Les crises politiques sont souvent la cause d’importants déplacements de populations, en particulier lorsqu’elles s’accompagnent de manifestations armées. Le paradigme migratoire laisse se dessiner alors des trajectoires de populations mises en mouvement du fait de facteurs exogènes ou endogènes. En Côte d’Ivoire, la crise politico-militaire a occasionné des mouvements migratoires imprévus. Plusieurs milliers de ressortissants maliens y vivant ont dû prendre le chemin du retour. Une fois dans leur pays d’origine, leur intégration sociale devient une problématique, d’autant que l’accès aux ressources naturelles est déjà saturé : une nouvelle compétition s’ouvre entre ces nouveaux arrivants et les populations déjà en place, autour de ressources naturelles et foncières limitées. Il a fallu assurer leur rapatriement, procéder à leur réinsertion dans l’économie locale et pacifier les relations intercommunautaires tendues de fait. À partir de l’examen des mécanismes d’accès et d’exploitation des ressources locales, Bakary F. Traoré jette la lumière sur des interactions situées en aval du phénomène migratoire, et mettant aux prises les nouveaux arrivants et les primo occupants des lieux. Il pose les jalons d’une sociologie des dynamiques migratoires au regard de la réinsertion des rapatriés. Almamy Sylla, dans la même logique, interroge la dynamique des tensions sociales autour de l’eau et de la terre dans la commune de Loulouni au Mali. Marquée par une forte tradition du déplacement et de la migration, cette commune connaît une pression très soutenue sur ses ressources naturelles, notamment l’eau et la terre. Ces dernières constituent des enjeux de survie et s’inscrivent au cœur des conflits sociaux et des stratégies d’accaparement, tout en constituant des occasions de résoudre une crise des alliances entre populations Bozos, Peuls et Dogons.

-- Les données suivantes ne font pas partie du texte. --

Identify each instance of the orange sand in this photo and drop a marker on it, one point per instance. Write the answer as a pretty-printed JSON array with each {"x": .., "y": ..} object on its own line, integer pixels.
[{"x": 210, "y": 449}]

Une sociologie des crises sociales à travers leurs modes d’expression et de production ne peut se limiter à une sociologie des migrations et des déplacements forcés, encore moins à une sociologie des mouvements syndicaux ou des mobilisations contre la corruption, encore moins à une sociologie du changement social. Ces situations ne sont que des illustrations partielles pour approcher un phénomène multiforme. Pour cause, sur le terrain de l’éducation, les influences des crises sociales provoquent non seulement des transformations structurelles et organisationnelles, mais agissent en retour sur le cadre actanciel formé par la famille, unité sociale de base. Séverine Carrausse étudie ainsi comment les conséquences de la crise financière de 1997 en Corée du Sud ont remodelé les structures de base d’une société, notamment en matière d’éducation. Traditionnellement, accéder à une université d’élite apparaît en Corée du Sud comme une clé d’accès à un statut social élevé. À cette fin, les Sud-Coréens mettent à contribution divers réseaux familiaux et sociaux ainsi que des moyens financiers importants pour permettre à leur progéniture d’accéder aux nouveaux espaces de valorisation sociale ainsi ouverts. Mais l’avènement de cette crise économique internationale affecte la sphère du travail, mais aussi celle de la famille ; l’éducation, de facto, est appelée à changer de configuration. Les évolutions induites sont lisibles tant au niveau des structures externes — elles s’opèrent dans une certaine temporalité —, qu’au niveau des structures internes de la société, où elles agissent avec moins de visibilité mais davantage d’acuité. Si les situations de crise s’apparentent à des menaces, elles constituent dans un même temps des fenêtres d’opportunités de renouvellement des structures sociales.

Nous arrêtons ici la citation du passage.